Still, we’ve got plenty of offbeat charm even with a basic structure. I like the specific weirdness of Ricardio’s goal to cut out Princess Bubblegum’s heart and make out with it, complete with creepy tongue waggles. And I like our heroes ultimately letting the villainous Ice King reunite with his disembodied heart because, to quote Jake, “I don’t wanna watch and old man die on Princess Bubblegum’s carpet”. If this is an archetypical S1 episode, it brings the charms along with the foibles.

Stray Observations:

Oh girl, same
  • Jake channels his inner Spider-Man when swinging around the Candy Kingdom to spy on Ricardio
  • Princess Bubblegum gets a lot of amusement out of Finn and Jake’s pranks here, another recurring element of early seasons
  • PB enters the party from a secret passageway connecting to a dungeon, with Peppermint Butler in tow. The sort of element that hints at the direction both those characters will be headed in the future.

Business Time
Air Date April 26, 2010
Written & Storyboarded By: Luther McLaurin and Armen Mirzaian
Review by Katie

Business Time is ultimately a slight episode, a fun and silly adventure without much meat on the bone. I don’t mean that as an attack; that’s mostly what Adventure Time is right now. But it’s tempting to forget as a reviewer. I mean, an episode about zombified businessmen, seemingly from the 21st century? Who corporatize Finn and Jake’s adventuring, turning it into an impersonal entity causing harm in the name of efficiency and growth? The Marxist reading writes itself. But Adventure Time doesn’t have that on its mind, not yet (wait around a few seasons for Ocarina if that’s what you’re after).
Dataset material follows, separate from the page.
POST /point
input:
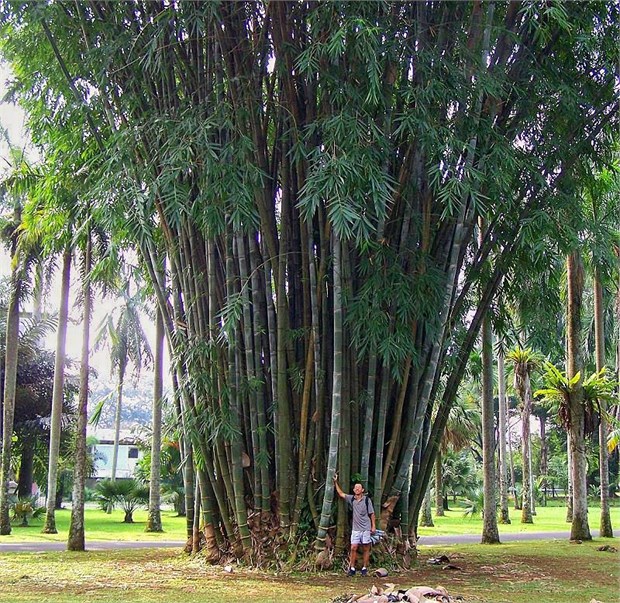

Instead, we have another offbeat adventure, where our two heroes are initially charmed by the businessmen’s desperation to please, whether that be in finishing the work of building a dock-themed obstacle course or taking unwanted kisses from Hot Dog Princess in lieu of Finn. But in the process, they encounter the actual intended takeaway from the episode: if you sand away all the rough edges and difficult bits from life, you might find yourself not really living much of a life at all, killing time with video games and junk food waiting for an adventure to come that you’ve already optimized out of your life.

While we’re avoiding the temptation of putting more on this episode than it was built to bear, we get maybe our most overt signs yet that Ooo exist in some form of post-apocalypse. The episode opens with our heroes salvaging junk out of frozen chunks of ice, and all the junk is manufactured goods from the 20th/21st centuries. Things like bikes, computers, and a concerningly large number of left-foot-only baby shoes. Ooo’s status as a far-future Earth is one of those things that’s at once a spoiler for future episodes that make it more explicit and something that anyone could figure out from the opening title (peep the nuclear bombs in the first shot).

And there’s a temptation when talking about Adventure Time to focus on stuff like this, the dark elements (and boy, are some dark elements coming up) and overtly artsy risks and the sorts of things that confer prestige. And that’s all there, but so are dozens if not hundreds of silly little adventures, where our heroes learn a lesson and yell a lot. Adventure Time is a TV-ass television show, embracing the medium’s unique strengths. It lets you hang out with a vibrant cast of characters over 100s of episodes. Sometimes it’s heavy, sometimes it’s light, sometimes you aren’t entirely sure what you just watched. That’s TV baby!

A non-standard end screen; this show has never been interested in formal consistency, which I appreciate

Stray Observations:

  • Jake using “roast” and “flambé” to differentiate flamethrower settings is an early tell to his love of cooking.
  • This episode is technically the introduction of BMO, Finn and Jake’s sentient video game console. However, she doesn’t get any lines, meaning first-time viewers won’t really know they’ve just seen a character instead of a prop. Don’t worry little buddy, I promise you’ll have more to do in the future.
His arms and legs are really the only hint
  • I love the animation on the gauntlet dock runthrough, a super fun one-shot sequence.